A lei estabelece o mesmo no que se refere à posição das assembleias municipais, que, designada por «pronúncia», só tem validade se for ao encontro dos critérios definidos, caso contrário será ignorada, como se não se tivessem pronunciado. Prevê ainda que nestes casos intervenha uma «unidade técnica», sem legitimidade democrática, para dizer quais as «pronúncias» que estão ou não de acordo com os critérios pré-estabelecidos pelo Governo, e caso não estejam é essa «unidade» que elabora a proposta.

O Governo pretende transformar as assembleias municipais no coveiro das freguesias, mas no caso daquelas que não aceitarem este papel será a unidade técnica, em desrespeito pela autonomia do poder local democrático, a determinar qual será a reorganização administrativa a estabelecer.

A metodologia que o Governo pretende impor deixa claro que só contam as posições coincidentes com as suas pretensões, se assim não for não lhes é atribuída qualquer validade.

Mas introduzem mais um elemento de chantagem: a majoração de 15% do orçamento da futura freguesia para aquelas que se juntarem voluntariamente. No entanto esta majoração sairá do montante global destinado ao conjunto das freguesias, para o qual está já anunciado novo corte em 2013.

É evidente que não são os aspectos de natureza económica que motivam a extinção de freguesias, dado o seu diminuto peso no Orçamento do Estado, mas sim o empobrecimento do regime democrático. Os eleitos locais dão voz aos anseios e às reivindicações das populações. E é exactamente esta realidade que o Governo quer liquidar.

Uma vez mais a ofensiva de direita vem alterar o enquadramento político e jurídico do poder local no sentido de o afastar das suas características iniciais, impondo-lhe constrangimentos convergentes com os objectivos de recuperação capitalista.

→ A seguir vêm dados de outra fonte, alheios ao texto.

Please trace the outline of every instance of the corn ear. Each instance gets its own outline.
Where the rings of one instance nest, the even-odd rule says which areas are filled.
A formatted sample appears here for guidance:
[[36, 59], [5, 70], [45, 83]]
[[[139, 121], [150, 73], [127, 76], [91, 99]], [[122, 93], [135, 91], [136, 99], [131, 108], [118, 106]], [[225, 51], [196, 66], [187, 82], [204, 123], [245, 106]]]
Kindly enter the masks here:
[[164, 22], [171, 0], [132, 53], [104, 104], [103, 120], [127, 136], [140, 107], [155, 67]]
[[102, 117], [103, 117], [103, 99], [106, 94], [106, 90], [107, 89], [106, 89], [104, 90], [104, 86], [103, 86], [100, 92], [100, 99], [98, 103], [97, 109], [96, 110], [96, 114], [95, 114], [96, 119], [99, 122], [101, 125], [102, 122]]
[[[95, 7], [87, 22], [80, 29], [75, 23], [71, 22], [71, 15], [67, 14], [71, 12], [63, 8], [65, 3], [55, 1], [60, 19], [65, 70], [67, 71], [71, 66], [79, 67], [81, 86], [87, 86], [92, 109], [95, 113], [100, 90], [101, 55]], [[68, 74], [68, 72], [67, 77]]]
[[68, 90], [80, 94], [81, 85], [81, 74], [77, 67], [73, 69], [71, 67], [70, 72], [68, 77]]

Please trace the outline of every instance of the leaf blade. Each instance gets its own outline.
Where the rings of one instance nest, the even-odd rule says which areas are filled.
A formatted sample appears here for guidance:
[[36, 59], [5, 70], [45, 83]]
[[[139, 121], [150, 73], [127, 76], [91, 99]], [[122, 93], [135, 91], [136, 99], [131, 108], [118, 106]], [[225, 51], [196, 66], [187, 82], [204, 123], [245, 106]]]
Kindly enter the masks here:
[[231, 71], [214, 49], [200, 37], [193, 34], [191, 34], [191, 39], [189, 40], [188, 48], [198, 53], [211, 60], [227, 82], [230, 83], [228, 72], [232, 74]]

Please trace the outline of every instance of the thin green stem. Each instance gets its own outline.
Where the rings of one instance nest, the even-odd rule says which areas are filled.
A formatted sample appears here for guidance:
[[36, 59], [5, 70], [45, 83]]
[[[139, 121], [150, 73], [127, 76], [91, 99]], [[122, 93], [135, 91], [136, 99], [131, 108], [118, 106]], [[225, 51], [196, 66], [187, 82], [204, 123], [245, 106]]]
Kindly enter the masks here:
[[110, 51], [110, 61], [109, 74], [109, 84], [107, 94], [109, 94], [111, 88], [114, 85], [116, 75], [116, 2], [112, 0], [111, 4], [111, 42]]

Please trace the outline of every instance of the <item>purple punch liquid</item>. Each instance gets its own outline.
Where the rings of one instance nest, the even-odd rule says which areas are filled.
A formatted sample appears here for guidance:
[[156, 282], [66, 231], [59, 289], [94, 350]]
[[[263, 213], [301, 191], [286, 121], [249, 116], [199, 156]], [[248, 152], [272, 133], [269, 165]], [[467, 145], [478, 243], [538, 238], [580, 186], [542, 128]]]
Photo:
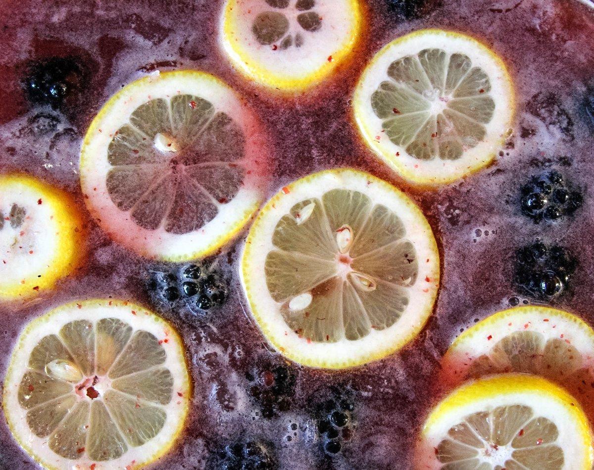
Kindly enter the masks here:
[[[24, 325], [61, 303], [112, 296], [152, 308], [179, 329], [194, 389], [181, 437], [151, 468], [216, 468], [218, 450], [252, 440], [266, 443], [282, 469], [408, 469], [415, 437], [438, 395], [440, 359], [460, 332], [495, 311], [535, 301], [594, 324], [594, 8], [577, 0], [441, 0], [405, 19], [395, 0], [368, 0], [352, 59], [307, 96], [289, 99], [232, 70], [217, 42], [220, 0], [2, 3], [0, 171], [26, 172], [71, 193], [89, 236], [83, 267], [55, 291], [0, 305], [0, 374], [4, 380]], [[513, 135], [496, 162], [435, 191], [410, 187], [378, 163], [351, 109], [355, 84], [373, 54], [426, 27], [459, 31], [492, 48], [508, 67], [517, 100]], [[84, 71], [75, 99], [61, 110], [31, 103], [23, 90], [31, 62], [53, 57], [74, 58]], [[223, 307], [195, 315], [151, 303], [147, 280], [158, 263], [115, 244], [90, 219], [78, 153], [91, 120], [123, 85], [154, 70], [183, 68], [220, 77], [260, 116], [273, 162], [267, 197], [311, 172], [349, 166], [393, 182], [422, 207], [439, 241], [441, 285], [427, 326], [399, 354], [339, 372], [287, 363], [267, 345], [247, 310], [237, 275], [241, 237], [217, 258], [229, 289]], [[573, 215], [535, 223], [522, 212], [520, 188], [554, 169], [580, 191], [583, 203]], [[539, 301], [514, 282], [516, 250], [537, 239], [565, 247], [578, 260], [561, 294]], [[254, 395], [277, 380], [279, 368], [289, 377], [277, 394], [285, 401], [268, 416], [262, 403], [277, 399], [274, 393], [267, 392], [263, 401]], [[325, 401], [336, 396], [352, 405], [352, 425], [340, 452], [330, 456], [317, 424]], [[0, 469], [37, 468], [0, 423]]]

O PCP assume a sua posição ao lado das populações, dos trabalhadores e dos eleitos locais, que lutam e dão combate à destruição do poder local democrático. Defendemos o aprofundamento dos princípios constitucionais conquistados pelo povo, o reforço do poder local democrático e a melhoria da qualidade de vida das populações.

A acção de 31 de Março juntou nas ruas muitos milhares de pessoas em protesto pelo fim das suas freguesias e ao contrário do que muitos pretenderam fazer crer não foi apenas uma manifestação de carácter cultural. Tratou-se de uma importante acção de luta pela defesa do poder local democrático, uma luta de todos quantos sabem o papel que uma autarquia pode ter na melhoria das condições de vida das populações. Uma luta de todos quantos reconhecem no poder local democrático um importante espaço de intervenção e acção directa, mas simultaneamente como espaço que dá voz aos direitos e interesses das populações.

O PCP, através do seu projecto autárquico, desenvolvido diariamente por eleitos comunistas e da CDU, profundamente enraizado nas aspirações e interesses populares, continuará a dar o seu contributo para a elevação da consciência política das populações e para o desenvolvimento dos valores e das conquistas de Abril.